Wednesday, May 28, 2008

Blood on Paper

The V&A currently has two artists books exhibitions, Blood on Paper and Certain Trees. The two shows are a great foil for one another, presenting two very different aspects of the book arts. Unfortunately I have posted my brochures home, so I’ll have to write from memory. I guess this is an interesting exercise in itself, as it will show what really made an impression.
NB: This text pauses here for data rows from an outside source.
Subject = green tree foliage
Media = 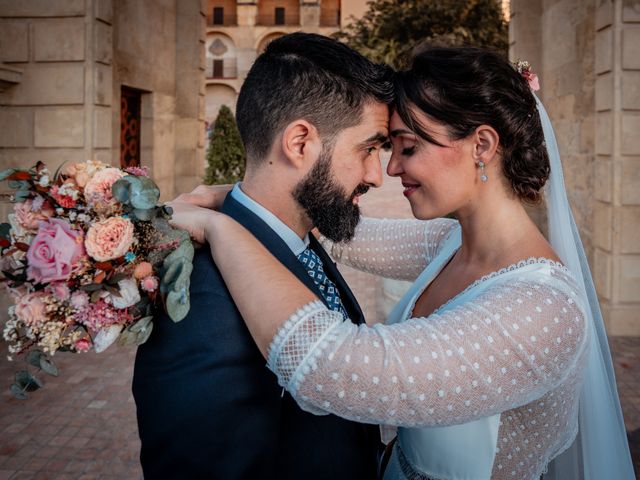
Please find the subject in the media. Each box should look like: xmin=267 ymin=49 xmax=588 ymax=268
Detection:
xmin=335 ymin=0 xmax=508 ymax=69
xmin=204 ymin=105 xmax=246 ymax=185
When you enter the exhibition the first work you encounter is Anselm Kiefer’s book which was commissioned for the exhibition. Unfortunately I can’t remember its title, although I know it was something about “nature”. It is taller than me and a codex form, with a speckled grey surface which I thought evoked galaxies. It’s the first time I’ve seen a book of human scale and it was intriguing to stand beside it. As a book, it was massive, as are the galaxies, but really I longed for some human-scale content on the pages with which I could interact.

Blood on Paper includes books by some of the big names of contemporary art – Picasso, Matisse, Robert Motherwell, Anish Kapoor to name just a few. It is interesting to see what artists of this calibre do with a medium that is not their primary form of expression. In some cases, the works represent earliest examples of artists books as a modern genre and I did enjoy seeing some of these iconic works. An example is Ed Ruscha’s 26 Gasoline Stations, a photographic essay in concertina form, which is an early example that is often cited.

The most surprising work was a digital one, which turned the two walls of the gallery into the open pages of a book. I never did quite work out who the artist was, but if anyone reading knows, I’d love to hear from you. There were white and red words projected high onto the walls, and they slowly moved around the “page”. I sat for a while and observed their movement, and realized that they were in fact layered, and therefore perhaps represented multiple pages. Occasionally the words would form sensible two or three word phrases, other times they would bounce off each other like a toy car rebounding from an obstacle. Mostly, it was not possible to make any sense from the words and I thought the work operated as a very effective metaphor for the virtual online world, which contains so much information, but arguably contributes relatively little that is understandable.

I also enjoyed 'Danger Book' by Cai Guo-Qiang. His work often includes fireworks and I’m familiar with it from the Asia Pacific Triennials in Brisbane. This work included a video of the book being formed, as well as its charred remains. Fireworks were set across the pages and once ignited, it did appear possible the whole thing could be destroyed. I did really enjoy the smells associated with the book and the allusions to the burning of books throughout history, while obvious, remain with me and are still disturbing.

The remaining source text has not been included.